Single thread consumption
- On the basis of 1, a Consumer is mapped to different queues based on the information ID to speed up consumption.
Memory queue
4 Data Reliability
4.1 Messaging semantics
Kafka ensures message delivery semantics between producers and consumers. There are three delivery guarantees:
- A message may be lost, but it is never transmitted again.
- A message is never lost, but may be transmitted repeatedly.
- Exactly once: Exactly once. The message is processed and only processed once. Do not lose do not repeat once.
Ideally you would want your system’s messaging to be strictly exactly once, but it’s hard to do. The following will be roughly described according to the dissemination process of the message.
4.2 Information from producer to Broker
4.2.1 Sending producer information to the Broker
The general steps are as follows:
- Producer finds the Leader metadata of the target Partition from ZK.
- Producer sends messages to the Leader.
- The Leader accepts message persistence and then chooses how to synchronize followers based on the acks configuration.

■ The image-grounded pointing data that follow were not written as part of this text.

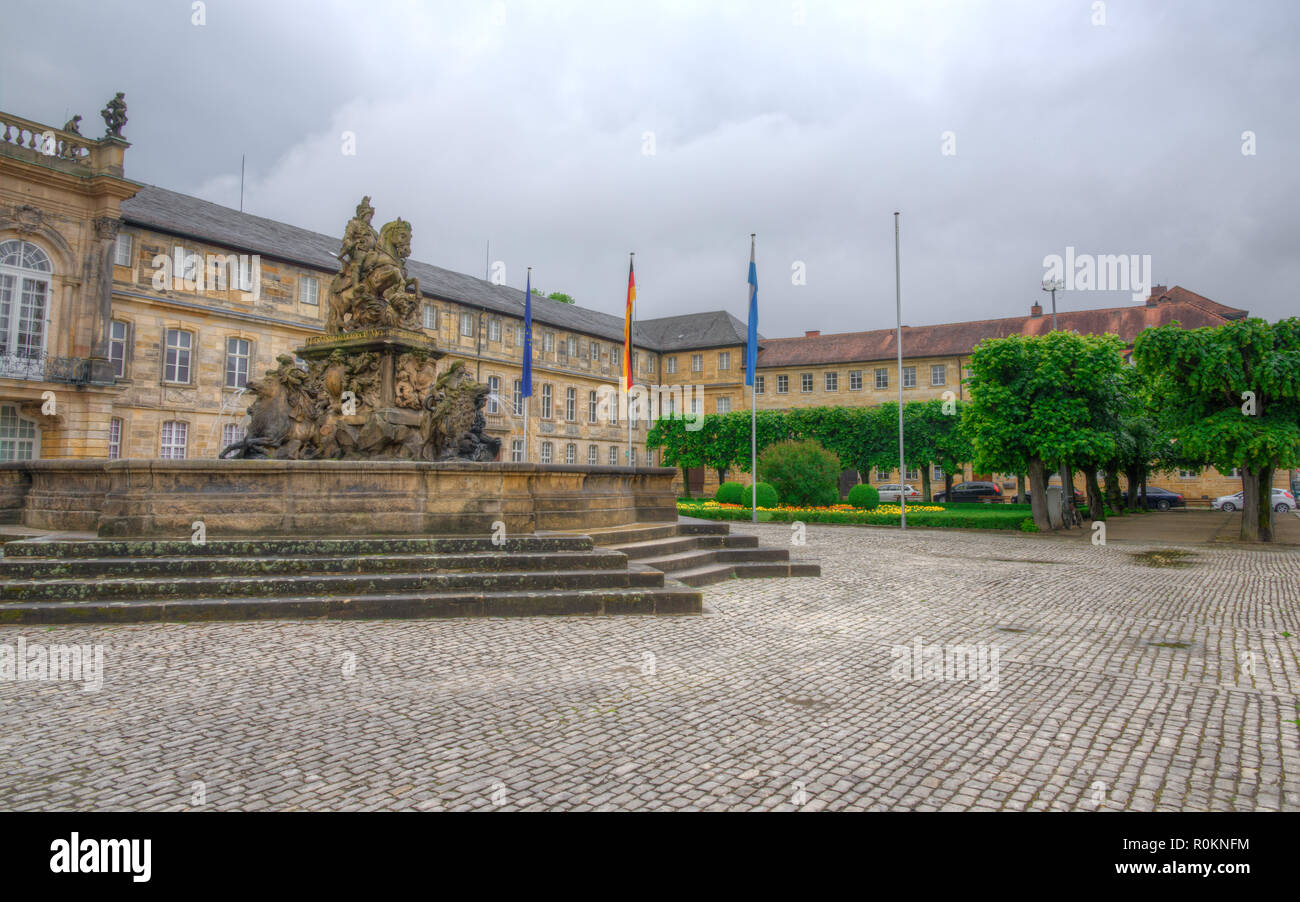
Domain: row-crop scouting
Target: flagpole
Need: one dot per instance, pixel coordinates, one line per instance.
(753, 408)
(902, 472)
(631, 374)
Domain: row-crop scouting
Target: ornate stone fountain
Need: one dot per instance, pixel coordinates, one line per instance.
(371, 386)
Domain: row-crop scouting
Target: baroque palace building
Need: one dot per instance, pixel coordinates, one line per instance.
(134, 317)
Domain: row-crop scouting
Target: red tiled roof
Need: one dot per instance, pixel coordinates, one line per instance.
(950, 339)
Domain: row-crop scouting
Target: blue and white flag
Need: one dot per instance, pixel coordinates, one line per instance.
(528, 335)
(752, 342)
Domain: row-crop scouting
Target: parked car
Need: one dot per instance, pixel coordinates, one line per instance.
(1283, 502)
(973, 491)
(889, 493)
(1160, 499)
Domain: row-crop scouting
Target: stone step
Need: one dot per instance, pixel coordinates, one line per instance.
(653, 599)
(664, 546)
(277, 547)
(326, 584)
(55, 568)
(720, 571)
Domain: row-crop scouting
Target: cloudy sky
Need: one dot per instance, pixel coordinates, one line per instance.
(571, 133)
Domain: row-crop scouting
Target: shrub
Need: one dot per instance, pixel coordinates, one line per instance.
(801, 472)
(863, 497)
(731, 493)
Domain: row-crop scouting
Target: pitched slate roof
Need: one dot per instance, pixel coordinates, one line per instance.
(181, 215)
(950, 339)
(693, 330)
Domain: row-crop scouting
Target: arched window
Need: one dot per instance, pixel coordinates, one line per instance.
(20, 438)
(25, 274)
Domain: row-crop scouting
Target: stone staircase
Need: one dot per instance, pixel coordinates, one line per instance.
(700, 553)
(627, 569)
(131, 581)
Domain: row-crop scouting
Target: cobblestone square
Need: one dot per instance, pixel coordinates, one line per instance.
(1123, 681)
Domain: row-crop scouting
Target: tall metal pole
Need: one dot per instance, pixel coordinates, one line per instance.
(753, 421)
(902, 472)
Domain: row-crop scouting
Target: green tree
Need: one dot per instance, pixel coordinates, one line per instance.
(1039, 403)
(1230, 397)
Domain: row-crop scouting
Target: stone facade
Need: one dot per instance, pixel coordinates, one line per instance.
(120, 304)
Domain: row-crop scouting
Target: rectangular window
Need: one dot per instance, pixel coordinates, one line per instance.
(237, 363)
(232, 433)
(308, 291)
(176, 365)
(122, 252)
(115, 438)
(117, 347)
(176, 437)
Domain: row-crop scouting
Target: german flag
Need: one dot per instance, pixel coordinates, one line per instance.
(627, 329)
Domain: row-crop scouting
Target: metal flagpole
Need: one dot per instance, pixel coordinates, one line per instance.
(902, 472)
(632, 343)
(753, 400)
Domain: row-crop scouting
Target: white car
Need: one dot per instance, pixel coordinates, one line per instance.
(889, 493)
(1283, 502)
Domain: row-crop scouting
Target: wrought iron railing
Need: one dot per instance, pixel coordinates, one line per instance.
(44, 368)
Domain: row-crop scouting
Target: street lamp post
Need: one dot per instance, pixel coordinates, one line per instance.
(1053, 285)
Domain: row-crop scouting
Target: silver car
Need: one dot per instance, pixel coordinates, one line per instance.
(1283, 502)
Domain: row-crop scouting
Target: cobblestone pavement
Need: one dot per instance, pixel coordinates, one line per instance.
(1119, 685)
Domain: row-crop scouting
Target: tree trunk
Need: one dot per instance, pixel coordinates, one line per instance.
(1257, 504)
(1113, 489)
(1069, 516)
(1096, 507)
(1039, 494)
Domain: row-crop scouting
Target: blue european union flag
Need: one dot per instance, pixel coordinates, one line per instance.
(752, 342)
(528, 337)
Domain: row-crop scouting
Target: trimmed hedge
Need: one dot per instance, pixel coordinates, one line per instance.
(863, 497)
(731, 493)
(949, 519)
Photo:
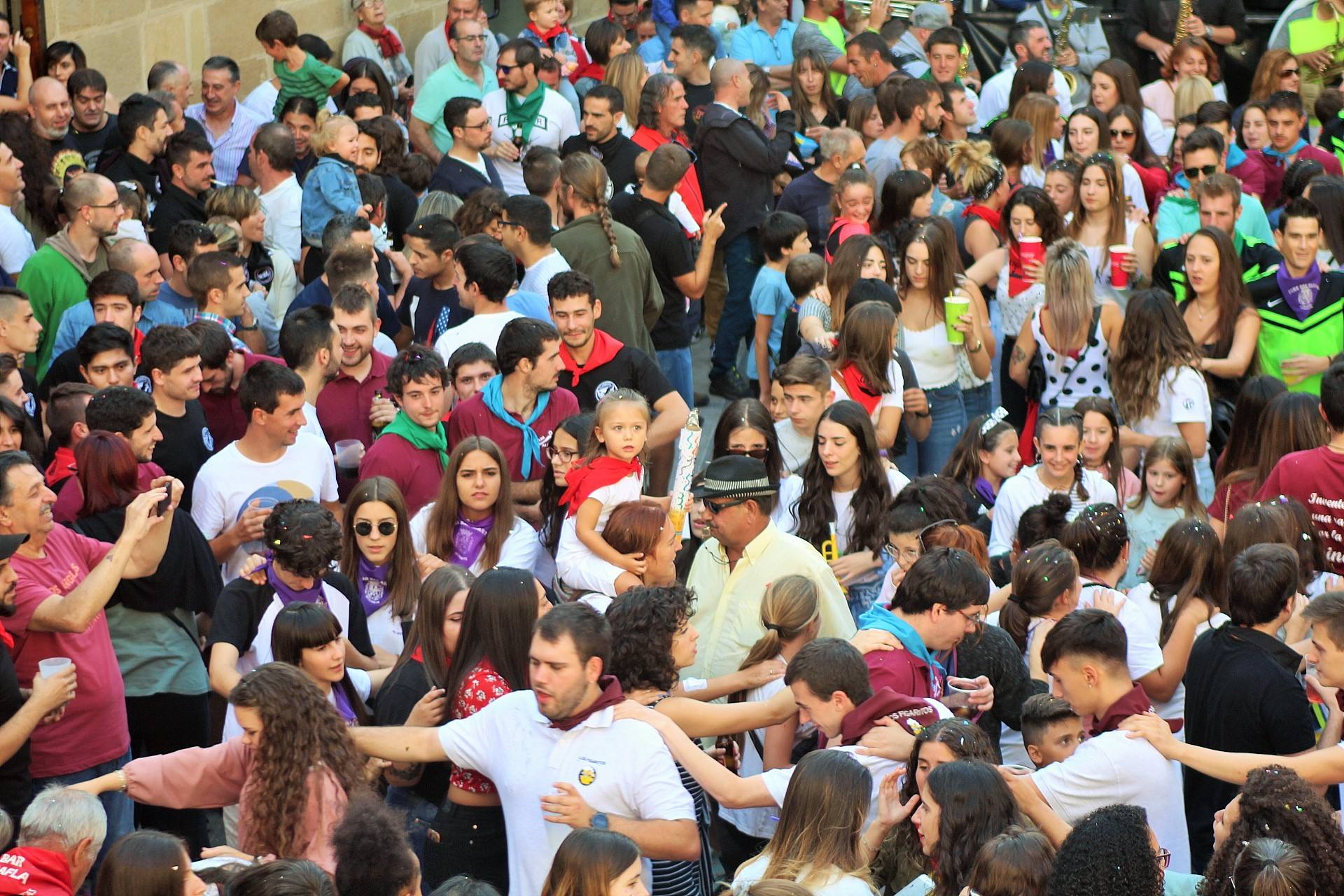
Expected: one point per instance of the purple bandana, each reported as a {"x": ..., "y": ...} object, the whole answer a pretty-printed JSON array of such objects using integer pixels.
[
  {"x": 372, "y": 586},
  {"x": 288, "y": 596},
  {"x": 470, "y": 538},
  {"x": 1300, "y": 292}
]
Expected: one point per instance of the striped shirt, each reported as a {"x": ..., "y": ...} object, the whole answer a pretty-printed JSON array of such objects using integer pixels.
[{"x": 232, "y": 146}]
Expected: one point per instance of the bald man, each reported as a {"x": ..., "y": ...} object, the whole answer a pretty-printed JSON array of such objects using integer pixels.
[
  {"x": 738, "y": 164},
  {"x": 58, "y": 274},
  {"x": 139, "y": 260},
  {"x": 51, "y": 111}
]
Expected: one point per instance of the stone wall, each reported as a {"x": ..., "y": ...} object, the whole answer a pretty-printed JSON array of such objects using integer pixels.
[{"x": 122, "y": 38}]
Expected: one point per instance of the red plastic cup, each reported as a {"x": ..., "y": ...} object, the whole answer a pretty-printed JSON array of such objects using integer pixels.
[
  {"x": 1032, "y": 250},
  {"x": 1119, "y": 276}
]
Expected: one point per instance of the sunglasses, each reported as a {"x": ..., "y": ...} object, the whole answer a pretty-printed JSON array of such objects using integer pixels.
[
  {"x": 720, "y": 507},
  {"x": 365, "y": 528}
]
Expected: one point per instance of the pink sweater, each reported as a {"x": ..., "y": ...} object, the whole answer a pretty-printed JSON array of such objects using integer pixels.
[{"x": 217, "y": 777}]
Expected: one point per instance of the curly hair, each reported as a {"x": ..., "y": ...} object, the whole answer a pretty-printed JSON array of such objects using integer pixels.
[
  {"x": 304, "y": 536},
  {"x": 644, "y": 622},
  {"x": 300, "y": 729},
  {"x": 1276, "y": 802},
  {"x": 1108, "y": 855}
]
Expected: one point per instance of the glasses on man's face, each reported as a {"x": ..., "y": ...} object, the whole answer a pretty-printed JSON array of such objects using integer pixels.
[
  {"x": 720, "y": 507},
  {"x": 365, "y": 528}
]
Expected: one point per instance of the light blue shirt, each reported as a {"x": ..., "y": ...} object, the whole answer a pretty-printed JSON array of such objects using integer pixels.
[{"x": 755, "y": 43}]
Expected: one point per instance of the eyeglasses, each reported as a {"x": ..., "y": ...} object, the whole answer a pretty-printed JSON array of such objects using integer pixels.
[
  {"x": 365, "y": 528},
  {"x": 720, "y": 507}
]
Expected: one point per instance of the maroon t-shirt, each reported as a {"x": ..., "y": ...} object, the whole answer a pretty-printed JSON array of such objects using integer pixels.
[
  {"x": 223, "y": 414},
  {"x": 416, "y": 472},
  {"x": 1316, "y": 479},
  {"x": 473, "y": 418}
]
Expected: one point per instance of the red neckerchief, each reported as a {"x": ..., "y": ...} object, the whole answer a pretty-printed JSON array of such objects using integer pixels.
[
  {"x": 588, "y": 477},
  {"x": 604, "y": 349},
  {"x": 1018, "y": 280},
  {"x": 62, "y": 466},
  {"x": 610, "y": 696},
  {"x": 913, "y": 715},
  {"x": 990, "y": 216},
  {"x": 857, "y": 387},
  {"x": 549, "y": 35},
  {"x": 386, "y": 41},
  {"x": 1132, "y": 704}
]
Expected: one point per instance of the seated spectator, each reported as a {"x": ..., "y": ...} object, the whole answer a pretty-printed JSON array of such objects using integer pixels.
[{"x": 59, "y": 837}]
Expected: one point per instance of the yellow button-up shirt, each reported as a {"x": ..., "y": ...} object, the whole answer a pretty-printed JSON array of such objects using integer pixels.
[{"x": 727, "y": 613}]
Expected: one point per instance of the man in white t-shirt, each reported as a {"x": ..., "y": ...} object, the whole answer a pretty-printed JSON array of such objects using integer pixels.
[
  {"x": 272, "y": 463},
  {"x": 806, "y": 381},
  {"x": 486, "y": 274},
  {"x": 524, "y": 113},
  {"x": 1085, "y": 657},
  {"x": 830, "y": 682},
  {"x": 558, "y": 755}
]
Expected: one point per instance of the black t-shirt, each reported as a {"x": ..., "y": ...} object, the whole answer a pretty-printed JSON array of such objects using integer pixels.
[
  {"x": 396, "y": 700},
  {"x": 187, "y": 445},
  {"x": 670, "y": 250},
  {"x": 631, "y": 368},
  {"x": 1242, "y": 695},
  {"x": 698, "y": 99},
  {"x": 421, "y": 307},
  {"x": 15, "y": 782}
]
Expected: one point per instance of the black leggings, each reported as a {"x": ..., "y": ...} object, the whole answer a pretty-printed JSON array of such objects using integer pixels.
[{"x": 167, "y": 723}]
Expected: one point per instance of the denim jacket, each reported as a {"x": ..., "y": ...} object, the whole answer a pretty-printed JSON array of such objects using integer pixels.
[{"x": 330, "y": 190}]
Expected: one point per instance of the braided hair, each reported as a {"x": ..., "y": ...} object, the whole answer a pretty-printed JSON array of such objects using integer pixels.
[{"x": 588, "y": 181}]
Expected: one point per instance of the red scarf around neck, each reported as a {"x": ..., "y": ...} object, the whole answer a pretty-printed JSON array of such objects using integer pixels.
[
  {"x": 857, "y": 387},
  {"x": 605, "y": 347},
  {"x": 588, "y": 477},
  {"x": 990, "y": 216},
  {"x": 386, "y": 41}
]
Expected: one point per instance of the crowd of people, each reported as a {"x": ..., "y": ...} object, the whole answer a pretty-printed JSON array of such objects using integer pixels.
[{"x": 351, "y": 540}]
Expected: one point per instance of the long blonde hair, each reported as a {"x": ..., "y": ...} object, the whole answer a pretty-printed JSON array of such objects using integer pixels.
[
  {"x": 1070, "y": 293},
  {"x": 820, "y": 821},
  {"x": 587, "y": 179}
]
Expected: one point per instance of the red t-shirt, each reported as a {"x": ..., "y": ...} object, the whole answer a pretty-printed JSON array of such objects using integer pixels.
[
  {"x": 94, "y": 727},
  {"x": 1316, "y": 479},
  {"x": 417, "y": 472},
  {"x": 473, "y": 418}
]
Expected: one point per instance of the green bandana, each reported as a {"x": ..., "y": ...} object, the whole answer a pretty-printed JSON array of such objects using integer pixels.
[
  {"x": 522, "y": 113},
  {"x": 420, "y": 437}
]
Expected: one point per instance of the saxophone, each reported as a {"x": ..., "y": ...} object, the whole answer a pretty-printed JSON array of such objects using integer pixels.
[{"x": 1187, "y": 10}]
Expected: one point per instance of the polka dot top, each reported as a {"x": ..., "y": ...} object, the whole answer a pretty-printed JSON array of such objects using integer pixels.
[{"x": 1069, "y": 381}]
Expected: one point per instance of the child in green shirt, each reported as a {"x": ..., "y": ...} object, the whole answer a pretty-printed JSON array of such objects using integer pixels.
[{"x": 299, "y": 73}]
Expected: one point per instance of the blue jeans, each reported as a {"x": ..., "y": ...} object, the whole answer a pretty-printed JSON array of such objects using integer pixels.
[
  {"x": 949, "y": 419},
  {"x": 120, "y": 809},
  {"x": 742, "y": 260},
  {"x": 676, "y": 367}
]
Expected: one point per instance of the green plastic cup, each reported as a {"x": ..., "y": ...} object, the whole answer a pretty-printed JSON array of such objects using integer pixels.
[{"x": 953, "y": 308}]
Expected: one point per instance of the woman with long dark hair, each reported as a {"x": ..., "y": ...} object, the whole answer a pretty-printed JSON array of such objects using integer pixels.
[
  {"x": 378, "y": 556},
  {"x": 152, "y": 622},
  {"x": 472, "y": 522},
  {"x": 491, "y": 662},
  {"x": 290, "y": 771},
  {"x": 840, "y": 500}
]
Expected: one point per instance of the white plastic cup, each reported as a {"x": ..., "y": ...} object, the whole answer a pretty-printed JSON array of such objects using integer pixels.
[{"x": 52, "y": 665}]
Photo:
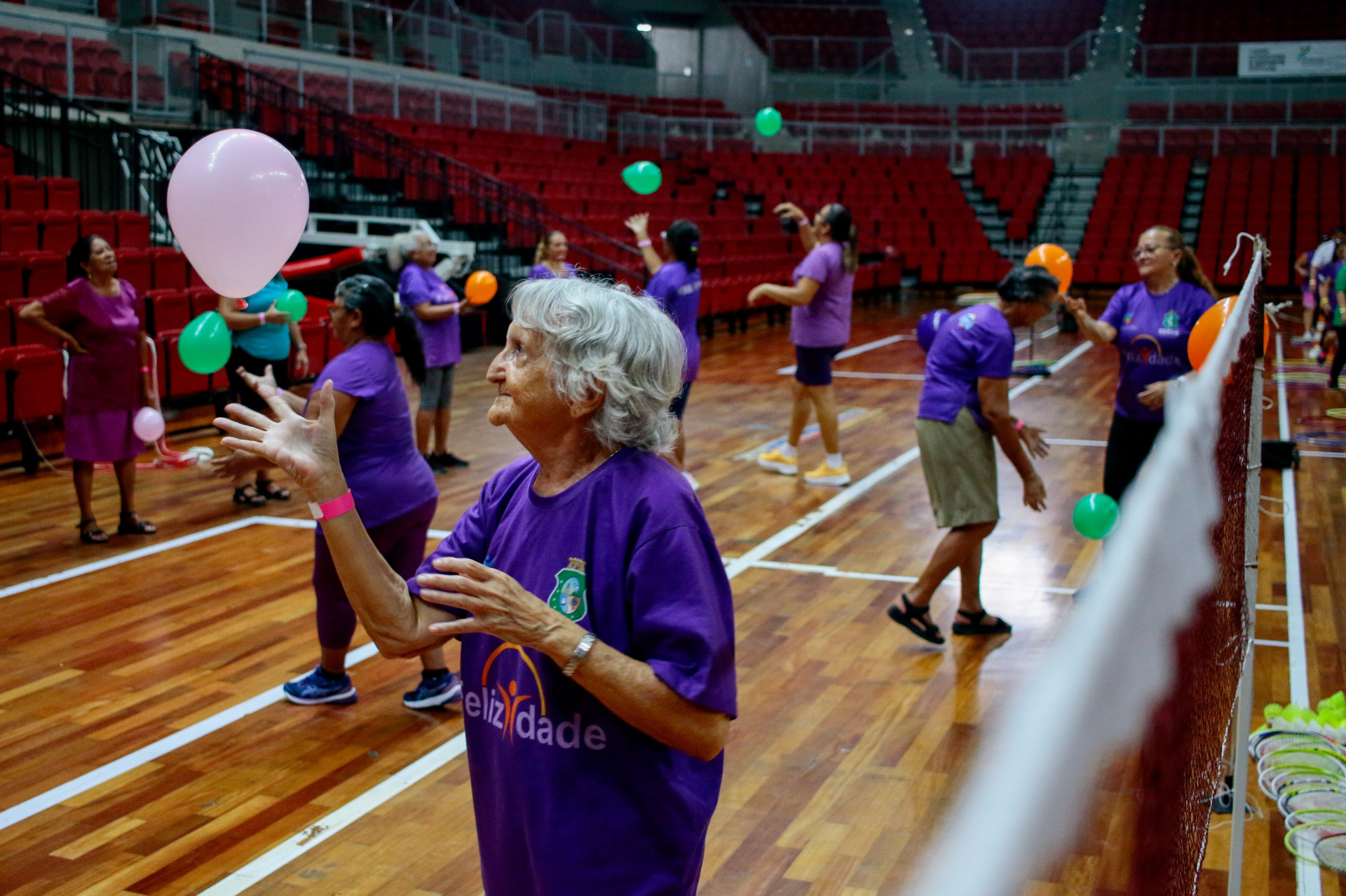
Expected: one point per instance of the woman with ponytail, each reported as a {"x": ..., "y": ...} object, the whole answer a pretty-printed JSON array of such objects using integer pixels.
[
  {"x": 676, "y": 284},
  {"x": 389, "y": 482},
  {"x": 1148, "y": 322},
  {"x": 820, "y": 326}
]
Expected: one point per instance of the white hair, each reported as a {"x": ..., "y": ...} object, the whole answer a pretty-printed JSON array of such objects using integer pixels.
[
  {"x": 601, "y": 338},
  {"x": 403, "y": 245}
]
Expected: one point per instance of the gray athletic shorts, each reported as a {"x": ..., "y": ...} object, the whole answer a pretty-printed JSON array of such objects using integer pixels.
[{"x": 437, "y": 389}]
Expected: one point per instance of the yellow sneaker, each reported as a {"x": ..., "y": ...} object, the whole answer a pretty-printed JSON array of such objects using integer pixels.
[
  {"x": 825, "y": 475},
  {"x": 777, "y": 461}
]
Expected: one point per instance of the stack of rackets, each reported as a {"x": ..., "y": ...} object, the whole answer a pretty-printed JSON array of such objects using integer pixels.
[{"x": 1305, "y": 771}]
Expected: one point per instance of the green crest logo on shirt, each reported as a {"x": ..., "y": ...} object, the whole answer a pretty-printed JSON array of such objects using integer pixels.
[{"x": 570, "y": 597}]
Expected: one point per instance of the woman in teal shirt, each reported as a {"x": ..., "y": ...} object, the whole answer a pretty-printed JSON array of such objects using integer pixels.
[{"x": 261, "y": 338}]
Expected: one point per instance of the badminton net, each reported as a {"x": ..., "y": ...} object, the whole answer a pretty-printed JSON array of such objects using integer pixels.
[{"x": 1150, "y": 656}]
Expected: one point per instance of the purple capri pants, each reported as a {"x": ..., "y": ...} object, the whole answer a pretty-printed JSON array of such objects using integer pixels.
[{"x": 402, "y": 541}]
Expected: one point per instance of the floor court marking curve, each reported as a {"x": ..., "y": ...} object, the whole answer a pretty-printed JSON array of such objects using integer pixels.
[{"x": 338, "y": 820}]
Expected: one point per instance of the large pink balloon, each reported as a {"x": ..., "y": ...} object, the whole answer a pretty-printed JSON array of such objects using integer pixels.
[{"x": 237, "y": 203}]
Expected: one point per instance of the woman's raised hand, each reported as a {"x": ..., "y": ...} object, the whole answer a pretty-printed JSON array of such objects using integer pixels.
[{"x": 303, "y": 447}]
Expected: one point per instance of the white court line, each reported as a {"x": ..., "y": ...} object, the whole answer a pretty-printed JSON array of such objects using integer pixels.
[
  {"x": 854, "y": 493},
  {"x": 860, "y": 350},
  {"x": 832, "y": 572},
  {"x": 154, "y": 751},
  {"x": 1081, "y": 443},
  {"x": 208, "y": 726},
  {"x": 1309, "y": 880},
  {"x": 341, "y": 818}
]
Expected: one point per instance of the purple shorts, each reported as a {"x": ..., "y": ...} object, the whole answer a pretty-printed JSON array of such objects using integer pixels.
[{"x": 813, "y": 366}]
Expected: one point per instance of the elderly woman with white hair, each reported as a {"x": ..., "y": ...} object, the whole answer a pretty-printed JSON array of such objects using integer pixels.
[
  {"x": 437, "y": 310},
  {"x": 595, "y": 616}
]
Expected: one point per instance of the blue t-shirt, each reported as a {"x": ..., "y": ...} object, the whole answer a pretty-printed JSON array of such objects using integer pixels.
[
  {"x": 971, "y": 345},
  {"x": 269, "y": 342},
  {"x": 442, "y": 339},
  {"x": 1153, "y": 339},
  {"x": 570, "y": 799},
  {"x": 679, "y": 294}
]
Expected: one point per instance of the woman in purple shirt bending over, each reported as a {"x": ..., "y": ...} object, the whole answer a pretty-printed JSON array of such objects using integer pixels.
[
  {"x": 550, "y": 259},
  {"x": 820, "y": 326},
  {"x": 1150, "y": 323},
  {"x": 676, "y": 284},
  {"x": 592, "y": 606},
  {"x": 964, "y": 404},
  {"x": 370, "y": 436}
]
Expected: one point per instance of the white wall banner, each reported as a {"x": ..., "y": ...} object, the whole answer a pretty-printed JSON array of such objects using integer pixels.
[{"x": 1293, "y": 60}]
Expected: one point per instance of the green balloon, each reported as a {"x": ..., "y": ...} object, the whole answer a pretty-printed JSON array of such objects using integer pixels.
[
  {"x": 642, "y": 177},
  {"x": 769, "y": 121},
  {"x": 294, "y": 303},
  {"x": 1096, "y": 515},
  {"x": 205, "y": 345}
]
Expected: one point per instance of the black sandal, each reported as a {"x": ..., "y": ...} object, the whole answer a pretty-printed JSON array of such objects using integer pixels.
[
  {"x": 244, "y": 499},
  {"x": 917, "y": 620},
  {"x": 271, "y": 490},
  {"x": 90, "y": 533},
  {"x": 977, "y": 625},
  {"x": 132, "y": 525}
]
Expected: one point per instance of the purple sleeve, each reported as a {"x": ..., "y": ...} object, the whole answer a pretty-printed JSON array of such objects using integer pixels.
[
  {"x": 815, "y": 266},
  {"x": 1116, "y": 308},
  {"x": 683, "y": 616},
  {"x": 995, "y": 354}
]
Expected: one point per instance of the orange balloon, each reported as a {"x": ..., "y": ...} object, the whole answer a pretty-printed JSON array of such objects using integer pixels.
[
  {"x": 481, "y": 287},
  {"x": 1056, "y": 260},
  {"x": 1204, "y": 335}
]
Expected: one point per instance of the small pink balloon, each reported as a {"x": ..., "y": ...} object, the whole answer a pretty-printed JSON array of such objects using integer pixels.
[
  {"x": 237, "y": 203},
  {"x": 149, "y": 424}
]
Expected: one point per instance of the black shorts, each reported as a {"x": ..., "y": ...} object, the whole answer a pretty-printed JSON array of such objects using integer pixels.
[
  {"x": 679, "y": 405},
  {"x": 813, "y": 366},
  {"x": 256, "y": 366}
]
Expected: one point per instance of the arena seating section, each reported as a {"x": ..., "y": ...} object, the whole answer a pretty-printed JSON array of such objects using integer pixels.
[
  {"x": 1025, "y": 23},
  {"x": 100, "y": 72},
  {"x": 1018, "y": 186},
  {"x": 794, "y": 29}
]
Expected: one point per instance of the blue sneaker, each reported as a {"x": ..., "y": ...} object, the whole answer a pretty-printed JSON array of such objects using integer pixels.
[
  {"x": 317, "y": 688},
  {"x": 434, "y": 692}
]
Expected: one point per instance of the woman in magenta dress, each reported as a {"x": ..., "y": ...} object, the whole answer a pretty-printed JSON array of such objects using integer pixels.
[{"x": 107, "y": 380}]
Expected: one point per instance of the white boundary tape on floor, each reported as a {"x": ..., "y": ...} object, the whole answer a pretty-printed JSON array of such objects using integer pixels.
[
  {"x": 285, "y": 853},
  {"x": 1309, "y": 880}
]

- Followder synchronizes the data and sends an ACK to the Leader.
- After the synchronization between the Leader and followers is complete, the Leader sends an ACK to the producer.
For a Leader reply ACK, Kafka provides users with three reliability levels, based on trade-offs between reliability and latency requirements.
- request.required.acks = 0
- producer
Don't wait for
The ACK of the broker provides a minimum delay. The broker returns a received message before it has been written to disk and may lose data if the broker fails, corresponding to the At Most Once mode.- In the case of declining disk success information is lost, the general production is not.
- request.required.acks = 1
- This is the default value, producer waits for the ACK of the broker, partition’s
The leader returns an ACK after the drive is successfully dropped
If the follower leader fails before the follower synchronization is successful, data will be lost. The leader is considered successful if it returns information.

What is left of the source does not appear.